The argument appears to be that since ISPs can be legally served warrants under RIPA to compel them to spy on us (legally) they should not be punished harshly if they accidentally spy on others of us who are not directly covered by the warrant. I don’t have too many concerns about this – after all, we all make mistakes. But it is not the courts who will decide, in public, whether an unlawful interception was intended or unintended – it is another of those unaccountable quangos: the Interception of Communications Commissioner (IoCC).
And this is where I do have a problem.
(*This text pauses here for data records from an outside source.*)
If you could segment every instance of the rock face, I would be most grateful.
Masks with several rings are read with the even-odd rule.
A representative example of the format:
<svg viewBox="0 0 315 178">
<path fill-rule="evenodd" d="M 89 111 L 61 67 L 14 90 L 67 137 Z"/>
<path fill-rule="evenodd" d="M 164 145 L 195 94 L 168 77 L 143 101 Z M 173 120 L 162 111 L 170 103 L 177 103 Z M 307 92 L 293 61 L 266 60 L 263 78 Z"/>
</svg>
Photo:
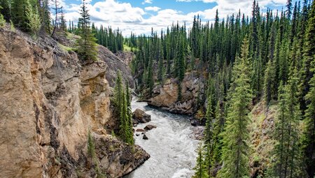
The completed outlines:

Such quangos are not required to justify their actions in public – this one would merely
be required to take account of any representations made by the CSP before deciding whether to impose a penalty. Before imposing any penalty, the IoCC would also have to ensure that the penalty imposed and its amount was determined in accordance with all issued guidance.
In other words, a government-appointed quango will have the ability to take decisions secretly, and only be required to act ‘in accordance with all issued guidance.’ Guidance of the quality, I guess, of the earlier Home Office guidance saying that Phorm’s opt-out was perfectly legal.
This consultation provides a lesson in how to comply with European regulations without changing a thing: doublespeak in action.